Turbulent Indigo (Reprise, 1994), which almost stands as a sociopolitical concept album, is a weaker album, despite the fact that the arrangements are among the most sophisticated of her career. Turbulent Indigo is to Night Ride Home what Court And Spark was to Blue. The overall feeling is one of a priestess lecturing people from her pedestal. Where Night Ride Home was pure, palpable emotion, Turbulent Indigo is condescending attitude. That said, How Do You Stop is one of her simplest and most effective melodies, and she continues to take vocal chances in Last Chance Lost, another of her "black" songs (songs permeated by the feeling of black music).
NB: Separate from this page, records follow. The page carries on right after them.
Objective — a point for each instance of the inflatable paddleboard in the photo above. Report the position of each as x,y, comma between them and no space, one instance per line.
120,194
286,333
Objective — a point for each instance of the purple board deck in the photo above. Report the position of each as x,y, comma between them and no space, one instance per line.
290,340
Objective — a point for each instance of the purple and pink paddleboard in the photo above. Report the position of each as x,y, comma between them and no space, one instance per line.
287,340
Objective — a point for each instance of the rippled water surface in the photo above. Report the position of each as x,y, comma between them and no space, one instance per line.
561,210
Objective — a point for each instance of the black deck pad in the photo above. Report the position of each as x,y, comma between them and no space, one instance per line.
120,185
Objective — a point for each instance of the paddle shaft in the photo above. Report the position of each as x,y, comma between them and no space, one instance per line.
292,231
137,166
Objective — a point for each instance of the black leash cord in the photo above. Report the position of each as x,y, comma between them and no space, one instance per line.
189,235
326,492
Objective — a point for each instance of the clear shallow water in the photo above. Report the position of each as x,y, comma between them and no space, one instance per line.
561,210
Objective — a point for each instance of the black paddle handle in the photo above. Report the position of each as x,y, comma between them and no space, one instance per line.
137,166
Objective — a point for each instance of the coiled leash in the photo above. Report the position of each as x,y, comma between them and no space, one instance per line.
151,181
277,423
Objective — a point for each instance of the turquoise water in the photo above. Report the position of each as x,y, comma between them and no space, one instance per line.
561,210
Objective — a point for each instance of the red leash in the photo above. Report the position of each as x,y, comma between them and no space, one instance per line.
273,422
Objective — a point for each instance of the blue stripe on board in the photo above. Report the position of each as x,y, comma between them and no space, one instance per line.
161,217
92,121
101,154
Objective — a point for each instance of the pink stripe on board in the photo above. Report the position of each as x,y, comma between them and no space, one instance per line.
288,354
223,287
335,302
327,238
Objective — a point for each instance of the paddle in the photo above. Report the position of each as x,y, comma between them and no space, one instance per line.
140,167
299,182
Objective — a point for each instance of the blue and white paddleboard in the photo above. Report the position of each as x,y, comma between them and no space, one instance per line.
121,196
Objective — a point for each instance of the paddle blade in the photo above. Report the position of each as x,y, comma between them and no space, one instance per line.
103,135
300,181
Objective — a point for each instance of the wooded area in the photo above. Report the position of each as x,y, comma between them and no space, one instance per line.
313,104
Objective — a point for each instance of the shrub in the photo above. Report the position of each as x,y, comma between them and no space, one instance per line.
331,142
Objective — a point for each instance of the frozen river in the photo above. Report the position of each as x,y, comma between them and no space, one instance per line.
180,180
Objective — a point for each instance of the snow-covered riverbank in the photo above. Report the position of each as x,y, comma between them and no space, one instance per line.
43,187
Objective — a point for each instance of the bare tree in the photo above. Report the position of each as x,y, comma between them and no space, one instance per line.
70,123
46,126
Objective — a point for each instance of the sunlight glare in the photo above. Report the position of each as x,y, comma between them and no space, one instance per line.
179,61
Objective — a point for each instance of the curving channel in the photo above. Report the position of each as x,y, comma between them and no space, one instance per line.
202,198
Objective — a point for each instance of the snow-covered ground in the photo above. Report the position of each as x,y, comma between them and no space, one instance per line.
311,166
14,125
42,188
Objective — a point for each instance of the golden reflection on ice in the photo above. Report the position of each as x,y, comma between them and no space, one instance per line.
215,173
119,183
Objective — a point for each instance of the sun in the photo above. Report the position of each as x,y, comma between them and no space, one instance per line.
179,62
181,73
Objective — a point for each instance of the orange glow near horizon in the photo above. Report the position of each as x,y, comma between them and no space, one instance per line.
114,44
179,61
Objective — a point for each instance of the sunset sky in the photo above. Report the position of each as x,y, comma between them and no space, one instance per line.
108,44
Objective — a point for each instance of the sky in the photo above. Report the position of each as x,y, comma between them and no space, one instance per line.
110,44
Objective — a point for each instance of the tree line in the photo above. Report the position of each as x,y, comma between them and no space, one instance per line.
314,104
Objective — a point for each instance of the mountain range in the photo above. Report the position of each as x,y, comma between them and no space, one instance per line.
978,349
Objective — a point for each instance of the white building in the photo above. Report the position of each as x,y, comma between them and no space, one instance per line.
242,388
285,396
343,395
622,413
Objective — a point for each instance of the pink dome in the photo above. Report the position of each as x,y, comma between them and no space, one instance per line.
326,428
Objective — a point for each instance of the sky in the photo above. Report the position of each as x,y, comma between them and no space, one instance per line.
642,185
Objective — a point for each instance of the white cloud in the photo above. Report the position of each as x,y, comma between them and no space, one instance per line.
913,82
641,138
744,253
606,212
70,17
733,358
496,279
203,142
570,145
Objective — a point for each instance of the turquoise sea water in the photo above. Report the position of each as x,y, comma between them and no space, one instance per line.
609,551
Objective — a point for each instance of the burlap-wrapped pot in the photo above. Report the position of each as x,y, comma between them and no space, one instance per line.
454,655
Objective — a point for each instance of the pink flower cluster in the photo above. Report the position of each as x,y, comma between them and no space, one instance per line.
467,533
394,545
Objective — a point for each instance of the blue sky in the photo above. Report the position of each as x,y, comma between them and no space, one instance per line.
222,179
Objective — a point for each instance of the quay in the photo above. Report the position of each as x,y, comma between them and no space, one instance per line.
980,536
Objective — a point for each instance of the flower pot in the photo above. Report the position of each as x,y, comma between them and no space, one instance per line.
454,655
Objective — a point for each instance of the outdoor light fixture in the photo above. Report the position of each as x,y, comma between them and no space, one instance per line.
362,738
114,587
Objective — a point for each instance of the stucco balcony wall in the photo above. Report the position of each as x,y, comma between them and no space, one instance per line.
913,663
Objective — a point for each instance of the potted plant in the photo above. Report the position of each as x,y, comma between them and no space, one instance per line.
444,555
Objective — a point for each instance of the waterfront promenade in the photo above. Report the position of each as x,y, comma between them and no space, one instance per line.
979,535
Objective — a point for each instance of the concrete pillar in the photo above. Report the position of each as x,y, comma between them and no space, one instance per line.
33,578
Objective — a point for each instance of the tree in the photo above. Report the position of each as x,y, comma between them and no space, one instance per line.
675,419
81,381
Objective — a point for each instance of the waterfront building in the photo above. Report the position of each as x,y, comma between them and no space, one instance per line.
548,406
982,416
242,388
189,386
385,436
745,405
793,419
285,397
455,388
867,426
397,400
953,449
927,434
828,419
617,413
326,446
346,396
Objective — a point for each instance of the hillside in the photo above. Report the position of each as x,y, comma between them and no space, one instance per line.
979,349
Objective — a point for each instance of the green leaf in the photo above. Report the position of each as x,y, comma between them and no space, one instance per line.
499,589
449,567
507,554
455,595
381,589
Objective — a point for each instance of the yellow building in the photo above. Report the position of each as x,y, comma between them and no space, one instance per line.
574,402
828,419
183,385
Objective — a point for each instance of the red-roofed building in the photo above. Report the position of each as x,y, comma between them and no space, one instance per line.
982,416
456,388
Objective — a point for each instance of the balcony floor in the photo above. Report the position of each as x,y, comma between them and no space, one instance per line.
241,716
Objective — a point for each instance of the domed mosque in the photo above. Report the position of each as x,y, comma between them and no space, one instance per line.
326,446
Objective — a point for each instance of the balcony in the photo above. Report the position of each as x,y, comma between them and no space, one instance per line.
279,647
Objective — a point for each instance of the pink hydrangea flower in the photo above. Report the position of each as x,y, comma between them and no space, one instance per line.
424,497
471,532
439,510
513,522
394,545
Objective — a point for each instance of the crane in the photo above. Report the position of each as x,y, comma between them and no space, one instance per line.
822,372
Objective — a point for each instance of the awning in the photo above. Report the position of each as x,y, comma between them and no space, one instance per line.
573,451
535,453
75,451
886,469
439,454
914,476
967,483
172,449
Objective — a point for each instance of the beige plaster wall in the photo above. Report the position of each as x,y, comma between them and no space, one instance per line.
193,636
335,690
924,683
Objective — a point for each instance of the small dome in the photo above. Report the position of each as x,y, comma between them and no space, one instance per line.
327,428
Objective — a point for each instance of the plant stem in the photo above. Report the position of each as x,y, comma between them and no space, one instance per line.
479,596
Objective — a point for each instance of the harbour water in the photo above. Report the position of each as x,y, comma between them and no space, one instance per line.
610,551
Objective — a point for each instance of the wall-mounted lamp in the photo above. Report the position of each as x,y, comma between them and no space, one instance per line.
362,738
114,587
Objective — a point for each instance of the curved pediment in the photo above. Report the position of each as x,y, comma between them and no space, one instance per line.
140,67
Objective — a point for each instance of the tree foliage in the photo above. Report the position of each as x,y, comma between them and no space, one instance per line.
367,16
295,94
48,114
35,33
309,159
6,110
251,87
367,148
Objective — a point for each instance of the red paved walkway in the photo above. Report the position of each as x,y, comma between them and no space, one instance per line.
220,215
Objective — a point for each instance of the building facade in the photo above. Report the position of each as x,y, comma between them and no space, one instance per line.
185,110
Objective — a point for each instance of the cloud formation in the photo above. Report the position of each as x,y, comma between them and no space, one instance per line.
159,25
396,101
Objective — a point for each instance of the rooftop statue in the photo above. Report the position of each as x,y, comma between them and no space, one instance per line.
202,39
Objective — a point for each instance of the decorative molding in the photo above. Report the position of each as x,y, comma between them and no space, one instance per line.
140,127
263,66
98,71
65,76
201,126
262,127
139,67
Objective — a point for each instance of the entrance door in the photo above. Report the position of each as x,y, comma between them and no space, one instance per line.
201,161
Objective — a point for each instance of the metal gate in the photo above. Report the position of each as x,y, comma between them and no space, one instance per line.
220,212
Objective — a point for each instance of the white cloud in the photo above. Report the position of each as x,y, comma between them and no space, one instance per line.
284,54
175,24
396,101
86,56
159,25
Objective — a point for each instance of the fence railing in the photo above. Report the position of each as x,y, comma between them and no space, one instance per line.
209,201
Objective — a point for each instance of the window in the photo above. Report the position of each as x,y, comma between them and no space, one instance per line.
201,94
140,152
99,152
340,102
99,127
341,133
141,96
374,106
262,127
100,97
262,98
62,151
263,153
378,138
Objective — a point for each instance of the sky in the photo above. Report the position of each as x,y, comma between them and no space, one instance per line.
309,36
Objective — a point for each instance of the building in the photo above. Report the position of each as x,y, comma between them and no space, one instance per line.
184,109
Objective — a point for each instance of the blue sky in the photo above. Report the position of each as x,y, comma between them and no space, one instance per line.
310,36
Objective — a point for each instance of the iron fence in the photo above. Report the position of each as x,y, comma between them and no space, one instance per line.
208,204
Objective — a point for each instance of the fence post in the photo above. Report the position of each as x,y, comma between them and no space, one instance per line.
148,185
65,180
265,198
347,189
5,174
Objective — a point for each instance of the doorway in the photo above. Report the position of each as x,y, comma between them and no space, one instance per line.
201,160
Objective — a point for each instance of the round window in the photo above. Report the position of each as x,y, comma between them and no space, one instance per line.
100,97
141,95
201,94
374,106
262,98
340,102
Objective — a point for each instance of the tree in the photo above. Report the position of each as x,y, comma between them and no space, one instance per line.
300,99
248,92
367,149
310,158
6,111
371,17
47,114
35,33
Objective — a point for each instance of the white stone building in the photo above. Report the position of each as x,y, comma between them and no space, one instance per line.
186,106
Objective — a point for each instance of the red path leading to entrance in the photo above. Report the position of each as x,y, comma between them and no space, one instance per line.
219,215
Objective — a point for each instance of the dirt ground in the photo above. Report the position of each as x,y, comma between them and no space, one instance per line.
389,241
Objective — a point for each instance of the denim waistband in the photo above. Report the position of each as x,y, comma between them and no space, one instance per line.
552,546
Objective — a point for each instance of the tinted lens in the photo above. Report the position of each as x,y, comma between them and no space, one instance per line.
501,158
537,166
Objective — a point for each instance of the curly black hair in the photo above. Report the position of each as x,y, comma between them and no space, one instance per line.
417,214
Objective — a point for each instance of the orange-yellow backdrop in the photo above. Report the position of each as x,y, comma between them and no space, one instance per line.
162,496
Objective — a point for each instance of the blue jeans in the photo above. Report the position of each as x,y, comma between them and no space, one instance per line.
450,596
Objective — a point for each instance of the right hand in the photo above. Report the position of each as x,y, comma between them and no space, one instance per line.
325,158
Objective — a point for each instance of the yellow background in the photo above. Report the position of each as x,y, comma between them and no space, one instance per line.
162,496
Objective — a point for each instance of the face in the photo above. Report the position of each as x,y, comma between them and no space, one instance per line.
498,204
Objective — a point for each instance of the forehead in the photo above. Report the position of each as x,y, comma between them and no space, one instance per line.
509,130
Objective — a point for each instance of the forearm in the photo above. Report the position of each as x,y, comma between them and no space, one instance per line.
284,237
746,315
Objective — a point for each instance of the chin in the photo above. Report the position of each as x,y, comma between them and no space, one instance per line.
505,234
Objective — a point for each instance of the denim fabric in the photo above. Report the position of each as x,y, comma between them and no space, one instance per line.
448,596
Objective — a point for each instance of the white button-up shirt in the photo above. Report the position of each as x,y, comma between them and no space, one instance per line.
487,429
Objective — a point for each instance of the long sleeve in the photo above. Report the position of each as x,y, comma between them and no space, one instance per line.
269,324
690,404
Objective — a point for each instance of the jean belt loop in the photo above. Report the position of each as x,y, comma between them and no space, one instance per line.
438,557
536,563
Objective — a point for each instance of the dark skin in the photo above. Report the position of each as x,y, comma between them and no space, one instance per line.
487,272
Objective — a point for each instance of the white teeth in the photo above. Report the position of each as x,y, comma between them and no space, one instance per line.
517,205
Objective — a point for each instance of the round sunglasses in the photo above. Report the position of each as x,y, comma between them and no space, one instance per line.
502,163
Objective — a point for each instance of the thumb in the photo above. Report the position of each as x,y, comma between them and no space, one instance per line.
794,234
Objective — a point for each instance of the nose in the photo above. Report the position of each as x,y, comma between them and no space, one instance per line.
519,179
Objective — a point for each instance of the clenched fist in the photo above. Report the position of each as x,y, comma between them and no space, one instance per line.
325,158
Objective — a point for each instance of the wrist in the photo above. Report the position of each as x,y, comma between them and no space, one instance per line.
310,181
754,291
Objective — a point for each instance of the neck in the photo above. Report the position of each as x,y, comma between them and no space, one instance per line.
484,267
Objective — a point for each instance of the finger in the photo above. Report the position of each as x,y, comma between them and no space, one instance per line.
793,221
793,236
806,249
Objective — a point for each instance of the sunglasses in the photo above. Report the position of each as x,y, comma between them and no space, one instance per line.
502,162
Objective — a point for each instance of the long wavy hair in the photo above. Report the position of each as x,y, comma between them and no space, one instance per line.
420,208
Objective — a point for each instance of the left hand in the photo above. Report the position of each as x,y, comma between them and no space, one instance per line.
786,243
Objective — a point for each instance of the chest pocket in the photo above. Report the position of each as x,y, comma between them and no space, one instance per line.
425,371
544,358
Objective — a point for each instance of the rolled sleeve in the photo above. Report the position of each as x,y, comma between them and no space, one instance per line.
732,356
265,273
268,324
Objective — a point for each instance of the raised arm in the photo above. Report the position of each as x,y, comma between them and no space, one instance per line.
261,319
The jazz-rock instrumental wrapping is particularly charming in Sunny Sunday, that could have fit on Van Morrison's Moondance, and the sonic choreography is chillingly suspenseful in Sex Kills. But the heavy atmospheres of Turbulent Indigo, Borderline, The Magdelaine Laundries are more about ideas than music. The peak of pathos is reached at the end, with the lengthy The Sire Of Sorrow, featuring Wayne Shorter on sax, that reenacts the magic of her inner travelogues.

Unfortunately, Taming the Tiger (Reprise, 1998) was a mediocre collection, the Wild Things Run Fast of this phase.

Both Sides Now (Reprise, 2000) is an album of orchestral ballads, mostly jazz and pop covers.

In august 2000, Mitchell held the first retrospective of her paintings.

Travelogue (Nonesuch, 2002) is a two-disc anthology.

Coming almost a decade after the last studio album of original material, Shine (2007) proved that Mitchell had lost her inspiration. She had become the easy-listening muse (the instrumental overture One Week Last Summer, the laid-back Shine) of which she had been the antithesis in her heydays. Her vocals are opaque at best (certainly not suited for this kind of ballads) and her lyrics are so predictable that at times she sounds like the stereotypical grandmother nagging at everything new in society. Night of the Iguana displays the class of the consummate storyteller (and of a brainy guitar player), but it's the exception, not the rule.

Joni Mitchell suffered a brain aneurysm in 2015 and de facto retired from music.